Глаголев нерешительно взглянул на Варвару Матвеевну, потом на Веру; но когда Алексей Петрович повторил свое приглашение, он также встал и сказал:
– Извольте, посмотрим, будут ли ваши студенты нам оказывать пренебрежение.
– Только не заставляйте себя долго ждать, – сказала Варвара Матвеевна.
Снегин и Глаголев вышли на улицу. Вера отложила свою работу в сторону и засмотрелась на вечерние перистые облака.
– Ты всегда крайне нелюбезна с Борисом Поликарповичем, – сказала ей Варвара Матвеевна.
– Я всячески стараюсь, тетушка, быть с ним вежливой и внимательной, – отвечала Вера, – даже стараюсь быть любезной, насколько умею, потому что знаю, что это вам приятно; но выражение его лица меня смущает, и мне всегда с ним как-то неловко.
– Напрасно; он тебе постоянно говорит любезности.
– Да; но его глаза нелюбезны. Есть что-то жесткое и неискреннее во взгляде и в голосе.
– Это тебе только кажется. Да и не одни глаза и голос у всех людей. Такие признаки весьма обманчивы. Например, его отец, по правде можно сказать, святой человек; а у него также, когда ему что-нибудь не понравится, лицо бывает таким строгим, что мне самой с ним почти страшно становится.
– И я замечала это выражение его лица, – сказала Вера, – но вы, тетушка, умеете владеть собою, а я как-то теряюсь, когда мне с кем-нибудь становится страшно.

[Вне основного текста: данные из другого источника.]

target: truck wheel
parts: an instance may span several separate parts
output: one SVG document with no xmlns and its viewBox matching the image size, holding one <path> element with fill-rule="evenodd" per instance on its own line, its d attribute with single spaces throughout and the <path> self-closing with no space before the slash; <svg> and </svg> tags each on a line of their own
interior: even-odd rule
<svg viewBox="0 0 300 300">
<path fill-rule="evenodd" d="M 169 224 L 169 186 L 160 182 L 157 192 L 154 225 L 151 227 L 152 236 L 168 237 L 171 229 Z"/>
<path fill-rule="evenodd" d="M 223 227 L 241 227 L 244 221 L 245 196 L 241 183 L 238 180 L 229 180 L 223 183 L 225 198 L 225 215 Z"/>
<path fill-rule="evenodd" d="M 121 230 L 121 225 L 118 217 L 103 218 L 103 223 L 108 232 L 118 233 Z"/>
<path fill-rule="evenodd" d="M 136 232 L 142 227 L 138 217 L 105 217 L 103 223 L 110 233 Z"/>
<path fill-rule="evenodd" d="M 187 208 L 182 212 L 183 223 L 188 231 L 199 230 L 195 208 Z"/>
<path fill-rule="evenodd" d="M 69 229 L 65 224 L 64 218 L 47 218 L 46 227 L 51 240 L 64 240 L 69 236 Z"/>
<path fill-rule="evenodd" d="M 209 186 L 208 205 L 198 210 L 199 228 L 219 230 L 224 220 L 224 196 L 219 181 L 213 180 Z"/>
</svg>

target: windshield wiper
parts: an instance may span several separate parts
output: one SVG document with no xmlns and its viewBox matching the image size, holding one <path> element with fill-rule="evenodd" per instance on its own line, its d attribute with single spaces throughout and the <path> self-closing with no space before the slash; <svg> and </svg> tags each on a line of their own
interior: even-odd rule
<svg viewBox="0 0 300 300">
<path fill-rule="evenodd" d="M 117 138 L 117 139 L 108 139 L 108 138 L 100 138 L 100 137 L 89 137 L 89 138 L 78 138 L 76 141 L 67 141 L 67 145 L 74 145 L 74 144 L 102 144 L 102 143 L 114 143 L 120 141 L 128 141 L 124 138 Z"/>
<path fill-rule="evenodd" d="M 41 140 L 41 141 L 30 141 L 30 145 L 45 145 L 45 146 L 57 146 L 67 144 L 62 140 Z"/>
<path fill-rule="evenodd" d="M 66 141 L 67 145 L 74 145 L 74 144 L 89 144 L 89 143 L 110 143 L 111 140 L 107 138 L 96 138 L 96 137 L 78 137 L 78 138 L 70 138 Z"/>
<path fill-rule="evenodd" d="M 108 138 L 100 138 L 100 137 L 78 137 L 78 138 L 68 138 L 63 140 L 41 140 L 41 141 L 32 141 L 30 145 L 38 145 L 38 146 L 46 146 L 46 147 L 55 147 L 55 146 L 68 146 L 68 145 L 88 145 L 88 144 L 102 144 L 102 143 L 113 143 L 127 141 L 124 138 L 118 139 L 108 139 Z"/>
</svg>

Поздняя осень набросила на природу свой мрачный и влажный покров. Печален был вид тусклого неба; печален вид города, как будто притихшего и приунывшего под этим небом. Но на земле всегда есть печали, которые не зависят от окружающих их нынешних явлений и для которых безразличны ненастье и солнце. Такая печаль томила сердце Веры. Алексей Петрович был опасно болен и уже более трех недель не вставал с постели. Два припадка возвратной горячки истощили его силы, давно постепенно слабевшие под нравственным и физическим гнетом его трудовой жизни. Доктор Печорин, старый приятель и домашний врач Снегина, предупредил Варвару Матвеевну, что если бы случился третий припадок, то не было бы никакой надежды, чтобы больной мог его выдержать. Печорин не решился сказать этого Вере; но Варвара Матвеевна оказалась менее бережливой и тотчас после его ухода передала его отзыв. Вера не отлучалась от постели отца, кроме тех кратких промежутков отдыха, на которых он сам так настаивал, и Вера покорялась из боязни своим неповиновением возбудить в больном вредное для него раздражение или беспокойство. Но утомление брало иногда верх над силами молодой девушки и в то время, когда она сидела у постели Алексея Петровича. Если он казался спокойным и его закрытые глаза позволяли считать его погруженным в то состояние полудремоты, которое у труднобольных заменяет сон, то и глаза Веры порой невольно смыкались, и мимолетные, бессвязные, тревожные сны заступали для нее место тревожной действительности.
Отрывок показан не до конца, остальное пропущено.